Table 11. Overall Ranking: Total points scored per team across all tasks.

6 Conclusion

In this paper, we have presented a summary of all activities of the second Competition on HArvesting Raw Tables from Infographics (CHART-Infographics). Compared to the previous edition [8], this year we provided upscaled datasets including a brand new training set based on real charts from the PubMed Central, and we also had participants for all tasks including task 6 and 7 which did not get any submissions in the previous edition. Consistent with the first version of the competition, we observed higher scores for the synthetic dataset including many near perfect ones, while the new testing dataset based on real charts remained the most challenging. The one submission we received for Task 7 scored fairly well in comparison with submissions for Task 6 which had access to additional ground truth data. We chose a brand new scoring scheme to rank participants across all tasks, and the overall winner this year is Team DeepBlueAI.

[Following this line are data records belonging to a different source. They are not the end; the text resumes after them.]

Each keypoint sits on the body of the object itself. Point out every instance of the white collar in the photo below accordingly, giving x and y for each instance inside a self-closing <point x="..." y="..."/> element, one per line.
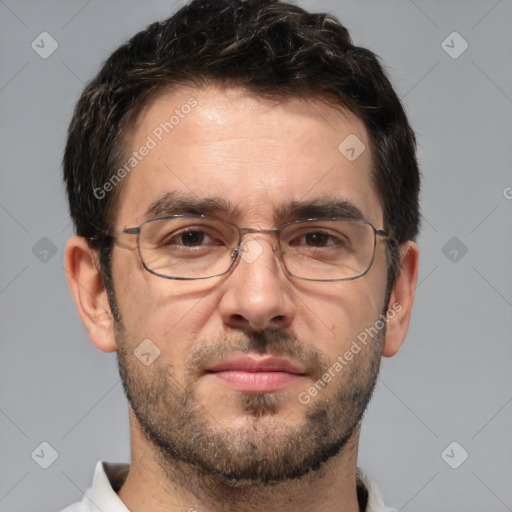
<point x="109" y="477"/>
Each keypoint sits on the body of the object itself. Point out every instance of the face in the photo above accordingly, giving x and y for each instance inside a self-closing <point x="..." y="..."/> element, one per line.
<point x="253" y="379"/>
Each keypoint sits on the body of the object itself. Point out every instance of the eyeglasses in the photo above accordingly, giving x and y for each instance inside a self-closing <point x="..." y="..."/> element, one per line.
<point x="190" y="247"/>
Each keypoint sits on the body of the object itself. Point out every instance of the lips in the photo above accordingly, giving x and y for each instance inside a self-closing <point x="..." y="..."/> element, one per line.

This year we also observed multiple methods for different tasks which were on average, far more complex than the ones we evaluated in the previous edition. However, despite the increased complexity of these methods, there are tasks where results are still far from ideal for large-scale applications. It might be possible that some of these methods will perform better in the future as more data becomes available. We hope that all data and tools and data that were produced during this competition will be valuable assets for future research in the field of chart recognition.